I imagine he would have if that were an option. He was trying to get that done the following day, and it didn't happen even then, until the following morning. Perhaps that was part of the holdup on the CJ trade?
"We were able to accomplish all of our goals in those three transactions.". What goals? Making the Clippers better and getting pennies on the dollar in a fire sale? Also why was almost every guy we got of note in the 6'5" range?
If you have a ton of options to duck the tax and can't handle a GM trying to leverage against you with you being in the tax as a seller is the sign of someone that has no idea how to negotiate properly. We had the commodity that teams wanted. Traded said commodity to any number of teams would likely be in a trade to duck the tax. There's no way that should've been leveraged against him. The fact that he says it was is damning evidence that this dude doesn't have what it takes to be a good GM.
LOL @ the excuse of being held hostage by other GM's because we were over the luxury tax. Here's how to counter it, "I'm going to make this other deal to get under it. If you don't want to meet my price, someone else will." He reminds me of the guy who walks onto a used car lot and pays sticker price.
Yes, this clearly is a non-biased fact: "- Talks about pushing Portland's trade chips all-in when Portland's ONLY legitimate trade chips are their 1st this year and a pick from New Orleans that could potentially wind up being Milwaukee's 2025 1st round pick (not good)..."
It's clear the only goal was to get under the tax. These transactions weren't about present or future talent, but about maximizing value. The team will be sold and that ownership group will make the decision on Dame. His marketability is the only reason he isn't gone for a bag of chips.
We are remodeling our main bathroom now. I can assure you I have no idea how to determine if a builder is capable or not after the demo - only after he had time to build. If you are capable of than that, you are better than me. Congrats.
I can assure you I do. That doesn't mean I'm better than you, it's just the clues are all there. They should be neat, orderly, lay down protection and salvage materials for future use. Construction skills are construction skills. You can tell a lot by seeing what wasn't done in a demo by how a room will be rebuilt.
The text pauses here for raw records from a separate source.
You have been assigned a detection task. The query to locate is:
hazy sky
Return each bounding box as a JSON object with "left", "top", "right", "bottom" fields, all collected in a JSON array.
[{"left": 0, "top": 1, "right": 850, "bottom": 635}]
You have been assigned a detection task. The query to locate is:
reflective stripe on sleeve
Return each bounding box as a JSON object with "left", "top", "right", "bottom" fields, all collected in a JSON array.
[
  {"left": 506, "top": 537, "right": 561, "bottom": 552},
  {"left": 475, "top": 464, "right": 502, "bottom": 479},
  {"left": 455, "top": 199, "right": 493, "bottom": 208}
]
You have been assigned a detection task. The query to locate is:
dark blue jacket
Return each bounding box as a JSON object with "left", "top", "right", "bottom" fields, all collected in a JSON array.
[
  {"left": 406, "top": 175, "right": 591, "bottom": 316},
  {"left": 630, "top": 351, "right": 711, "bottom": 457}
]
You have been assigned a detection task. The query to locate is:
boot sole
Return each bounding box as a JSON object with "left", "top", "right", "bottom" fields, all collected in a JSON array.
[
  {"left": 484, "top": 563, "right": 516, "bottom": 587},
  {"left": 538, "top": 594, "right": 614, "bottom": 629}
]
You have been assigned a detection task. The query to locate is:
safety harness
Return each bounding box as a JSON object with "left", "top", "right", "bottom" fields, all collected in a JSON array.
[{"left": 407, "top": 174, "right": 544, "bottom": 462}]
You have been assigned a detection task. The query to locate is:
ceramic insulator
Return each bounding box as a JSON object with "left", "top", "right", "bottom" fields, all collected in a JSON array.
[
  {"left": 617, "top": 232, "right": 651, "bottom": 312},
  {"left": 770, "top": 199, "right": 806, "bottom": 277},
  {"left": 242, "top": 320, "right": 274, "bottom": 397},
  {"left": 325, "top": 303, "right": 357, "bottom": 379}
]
Our remodel is of a house that was built in the 70s - there is nothing to salvage from what was demoed - and we are less constrained by a cap than the Blazers are. (As in, we are probably going to go about 30% over the initial estimate - which I would treat as the cap, the Blazers going 30% over the cap given their repeater tax offender would be like 60%). I think that your valuation of the stuff that was demoed was higher than the valuation that the organization had - and they were not willing to risk being stuck with these assets trying to pursue what they considered less likely deals. As I said, I am just happy there is a real plan and action to achieve it. We can argue from here until forever how close the execution is to optimal - but without more details, it is just speculation.
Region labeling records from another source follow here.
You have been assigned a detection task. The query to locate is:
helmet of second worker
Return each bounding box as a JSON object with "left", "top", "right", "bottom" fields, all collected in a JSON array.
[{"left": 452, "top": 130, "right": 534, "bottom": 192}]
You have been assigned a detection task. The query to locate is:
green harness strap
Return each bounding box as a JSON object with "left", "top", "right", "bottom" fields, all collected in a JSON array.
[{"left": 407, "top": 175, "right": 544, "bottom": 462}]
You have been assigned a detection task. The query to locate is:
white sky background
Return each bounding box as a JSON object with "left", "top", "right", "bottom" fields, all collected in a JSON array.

If he leaves you change team as well? Seems you only care about what's happening with Nurk and if he ll get enough money.
They literally can't trade any of their future 1sts right now. Simons is a free agent and they're obviously planning on him being a part of the future. Hart isn't close to enough value to bring back a good starter by himself. Neither is Johnson. Neither is Little. If Cronin can't get anything back for Norm and RoCo, what makes you think he can flip a 3rd year guy who's out for the year who's only shown flashes? I'm talking about assets that can bring back a good starter.
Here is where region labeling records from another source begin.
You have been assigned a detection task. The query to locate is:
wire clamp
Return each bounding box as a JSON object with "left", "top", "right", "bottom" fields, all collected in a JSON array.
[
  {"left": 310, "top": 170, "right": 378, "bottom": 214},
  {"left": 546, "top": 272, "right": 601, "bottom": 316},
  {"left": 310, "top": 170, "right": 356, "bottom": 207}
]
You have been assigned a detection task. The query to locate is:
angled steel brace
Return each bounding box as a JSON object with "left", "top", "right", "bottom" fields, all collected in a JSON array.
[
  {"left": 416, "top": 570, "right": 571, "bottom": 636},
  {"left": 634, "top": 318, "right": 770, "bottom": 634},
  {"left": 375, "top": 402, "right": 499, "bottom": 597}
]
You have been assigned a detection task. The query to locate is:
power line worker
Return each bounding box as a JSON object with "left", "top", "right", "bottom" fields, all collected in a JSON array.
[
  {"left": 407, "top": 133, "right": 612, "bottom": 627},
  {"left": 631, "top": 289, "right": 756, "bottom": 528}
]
Needed to get under the tax for potential other deals. Seems legit. Someone was going to take advantage of that, and he STILL got a young first round talent back in the deal
They are still chips (and Anfernee still could be after re-signing, especially if this is beyond a one-year process). And it'd wouldn't take all that much to clear the protections with Chicago, if that's the direction they want to go (heck, they do the exact same thing that NOP just did). I'm certainly not suggesting that the Blazers are flush with notable assets, but your take was clearly not an unbiased recap.
Okay, the analogy here is you could've sold the house built in the 70s for $250K to put towards a newer house but got leveraged in negotiations all the way down to $90K and now you don't have enough money to buy a newer house and might have to rent an apartment instead.